Inspect To Avoid The Unexpected

by Sommer Donahoe // January - February - March 2022

One of the best parts of being a real estate agent is sharing the following phrase with your client – “Congratulations, you are under contract!” The searching, touring of homes, the offer, the countering, and hearing these much-anticipated words are all very significant steps toward finding your dream home. But they don’t mark the end of your home buying journey. While being in the “under contract” phase, with the guidance of your real estate agent, you will still have a few appointments for which you will need to plan, schedule, and review. After the offer to purchase contract has been executed, a home inspection should be the next order of business.

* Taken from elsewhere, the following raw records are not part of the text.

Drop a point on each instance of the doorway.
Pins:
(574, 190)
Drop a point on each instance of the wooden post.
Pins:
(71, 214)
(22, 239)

Real estate agents often get asked by their homebuyers, “Why do I need a home inspection?” The best response I can share is that it helps to have a professional go over your soon-to-be new home. The purchase of a house is one of the most significant investments you will make in your lifetime. The inspector will find some issues, but not all things need to be addressed. And while an inspection is highly encouraged with an existing house, as you’d expect, it is still recommended for new construction as well. New builds, just like resales, likely need a few adjustments (leaky faucet, a clogged toilet, insulation missing, etc.) before the closing and the house being move-in ready. Generally, new home builders are great to work with regarding these issues and address what is required.

A licensed professional will perform the inspection. Your realtor will help schedule this under-contract step; but as the buyer, it is your responsibility to pay for it. This important part of the home purchasing process usually requires a few hours for the inspector to examine the home, take pictures, and start the report on-site. This comprehensive report will note items to repair, watch, or have a professional in that specialty (HVAC, plumber, roofer, etc.) reinspect.

The three most common inspections the buyer will have done are: home inspection, wood destroying inspection, and radon test. describes these as:

– Home Inspection: The most common inspection to be ordered and scheduled once a buyer goes under contract on a resale or new construction. The roof, electric, plumbing, doors, flooring, etc., will be looked at and noted as part of the inspections. The new construction inspection will have two pre-drywall ones and a final inspection (roughly two weeks before closing).

– Termite Inspection: Also referred to as a wood destroying inspection or a wood destroying organism inspection, it includes a visual examination of the readily accessible areas of the home for evidence of wood-destroying insect activity such as termite or carpenter ants, or the visible damage caused by infestations.

– Radon Screening/Testing: A short-term test performed to determine the possible presence of elevated levels of radon gas pursuant to local regulations or practices for real estate transactions. Radon is an odorless, colorless, and radioactive by-product of natural soil decay known to increase the risk of cancer in those exposed.

As mentioned before, buyers can add additional inspections to their home inspection request. While searching for a new house, be aware that some properties in our area can have a septic system or a well on them, or lead-based paint could have been used in the home (if painted before 1978). A home inspector can check for these at the time of inspection, or a licensed specialist in the specific area can conduct the tests.

The home inspector will then provide the report to the buyer and their real estate agent within 48-72 hours of completion. Once they have access to the report, they will review the findings and note concerns that should be requested to be repaired by the seller and those particular items that the buyer should keep an eye on in their soon-to-be new home. The buyer and agent will mutually discuss the options of what should be formally requested, during the due diligence step of the purchasing process. Real estate agents have access to helpful details and knowledge, such as pamphlets provided to them by the NC Real Estate Commission and possibly the home inspector, if additional details are needed.

When it comes to the highly recommended and encouraged home inspection step of the home buying journey, the key is to use the resulting report, not just for items that need attention, but also to learn more about what awaits you in your new home. No matter if you are buying an older, existing house, or one that has just been built, these inspections can provide documentation of the wonderful new home in which you will soon be creating wonderful new memories.

Sommer Donahoe

Realtor with Southern Lux Living, serving buyers and sellers throughout the Triangle.